- Born: November 30, 1927 Umbulwana, Natal province, Union of South Africa
- Died: November 27, 2019 (aged 91) Halifax, Nova Scotia, Canada
- Education: University of South Africa
- Occupations: Educator, Historian, Writer
- Spouse: Leela Pachai
- Writing career
- Genres: Nova Scotia History, Autobiography
- Notable works: Beneath the Clouds of the Promised Land; Peoples of the Maritimes: Blacks; Historic Black Nova Scotia (2006); My Africa, My Canada (1989); Accidental Opportunities (2007);

= Bridglal Pachai =

South African-born Canadian historian (1927–2019)

Bridglal Pachai (30 November 1927 – 27 November 2019) was a South African-born Canadian educator, historian and author.
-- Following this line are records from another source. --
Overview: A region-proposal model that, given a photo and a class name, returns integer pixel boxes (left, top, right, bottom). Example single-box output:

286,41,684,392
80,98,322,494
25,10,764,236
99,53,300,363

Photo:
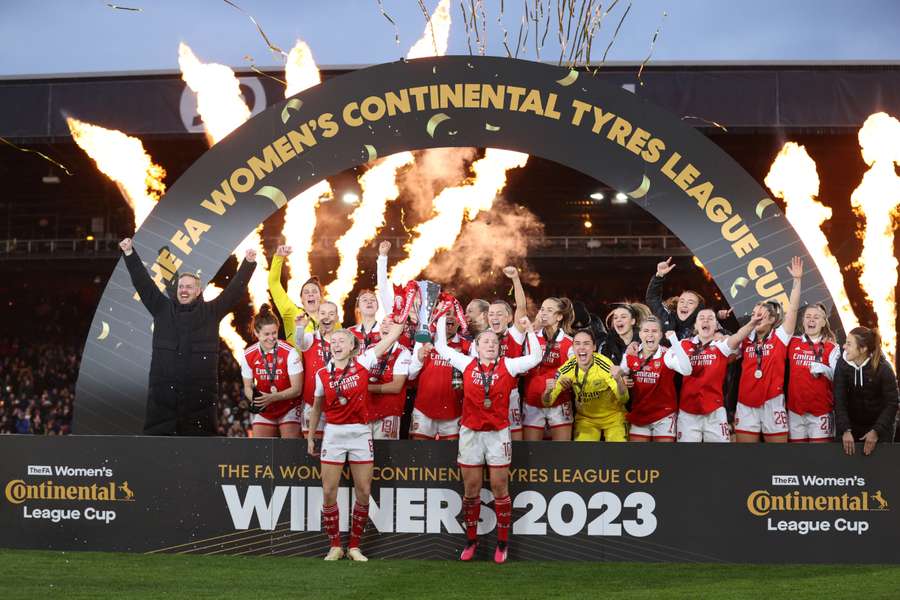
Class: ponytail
252,303,280,334
550,297,575,336
848,326,882,371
Born in Umbulwana, Natal, he went to school in nearby Ladysmith, and later graduated with a doctorate in 1963.

==Career==
Pachai earned B.A. and M.A. degrees in History from the University of South Africa and a Ph.D. in History, from the University of Natal. His thesis was the twenty-one years that Mahatma Gandhi spent in South Africa from 1893 to 1914. From 1947 to 1962, he worked as a school teacher for the Department of Education in Natal, South Africa.

Pachai's first university post was as a Lecturer in History, at the University College of Cape Coast, Ghana, from 1962 to 1965, after which he moved to the University of Malawi where he taught history from 1965 to 1975, becoming Professor of History and Dean. In 1979, Pachai returned to Africa, becoming the inaugural Dean of the Faculty of Arts at the University of Sokoto, Nigeria (1979–1985). Many years later, he would spend a year teaching in The Gambia (1998).

Pachai returned permanently to Nova Scotia in 1985, where he became the executive director of the Black Cultural Centre (1985 to 1989) and, subsequently, the Nova Scotia Human Rights Commission (1989 to 1994).

==Author and historian==

He became an authority on African Nova Scotian history, penning several books on the subject, including Beneath the Clouds of the Promised Land (Volumes 1 and 2, 1987 and 1991), Peoples of the Maritimes: Blacks (1987, 1993), and Historic Black Nova Scotia (2006). He wrote about his life in two autobiographies, My Africa, My Canada (1989) and Accidental Opportunities (2007). In all, he published some 20 books.

==Personal life==
Pachai and his wife Leela had five children; three sons and two daughters.

==Death and legacy==

He was made a member of the Order of Canada in 2002 and in 2006 was a recipient of the Gandhi, King, Ikeda Award (Morehouse College).

He died in Halifax on 27 November 2019 at age 91.